The Christian right has lured tens of millions of Americans, who rightly feel abandoned and betrayed by the political system, from the reality-based world to one of magic -- to fantastic visions of angels and miracles, to a childlike belief that God has a plan for them and Jesus will guide and protect them. This mythological worldview, one that has no use for science or dispassionate, honest intellectual inquiry, one that promises that the loss of jobs and health insurance does not matter, as long as you are right with Jesus, offers a lying world of consistency that addresses the emotional yearnings of desperate followers at the expense of reality. It creates a world where facts become interchangeable with opinions, where lies become true -- the very essence of the totalitarian state. It includes a dark license to kill, to obliterate all those who do not conform to this vision, from Muslims in the Middle East to those at home who refuse to submit to the movement. And it conveniently empowers a rapacious oligarchy whose god is maximum profit at the expense of citizens.

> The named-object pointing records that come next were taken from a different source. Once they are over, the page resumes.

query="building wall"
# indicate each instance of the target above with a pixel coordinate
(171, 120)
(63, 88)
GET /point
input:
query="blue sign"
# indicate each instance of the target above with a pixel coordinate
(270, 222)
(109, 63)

I tend to think that Hedges is a little over the top, especially because it seems that the far right is losing some of its power over the last year or so. But he makes one very valid point, one that does scare me a bit -- and I hope it never happens:
The radical Christian right, calling for a "Christian state" -- where whole segments of American society, from gays and lesbians to liberals to immigrants to artists to intellectuals, will have no legitimacy and be reduced, at best, to second-class citizens -- awaits a crisis, an economic meltdown, another catastrophic terrorist strike or a series of environmental disasters. A period of instability will permit them to push through their radical agenda, one that will be sold to a frightened American public as a return to security and law and order, as well as moral purity and prosperity. This movement -- the most dangerous mass movement in American history -- will not be blunted until the growing social and economic inequities that blight this nation are addressed, until tens of millions of Americans, now locked in hermetic systems of indoctrination through Christian television and radio, as well as Christian schools, are reincorporated into American society and given a future, one with hope, adequate wages, job security and generous federal and state assistance.He is spot-on correct here. The only way to alter a worldview is to change the life conditions that created it or allowed it to rise. This is classic Spiral Dynamics, and it is something that I believe to be true. The question now, when so many of our politicians bow down before the far right even if they don't agree with them (they fear them), is how do we fix it before it does get as bad as Hedges suggests, or before that next event that destabilizes everything?
4 comments:
Interesting post.
Speaking of spiral dynamics do you have any good audio on the subject. Also do you have or have you heard the SDI audio release from Sounds true and if so what did you think of it?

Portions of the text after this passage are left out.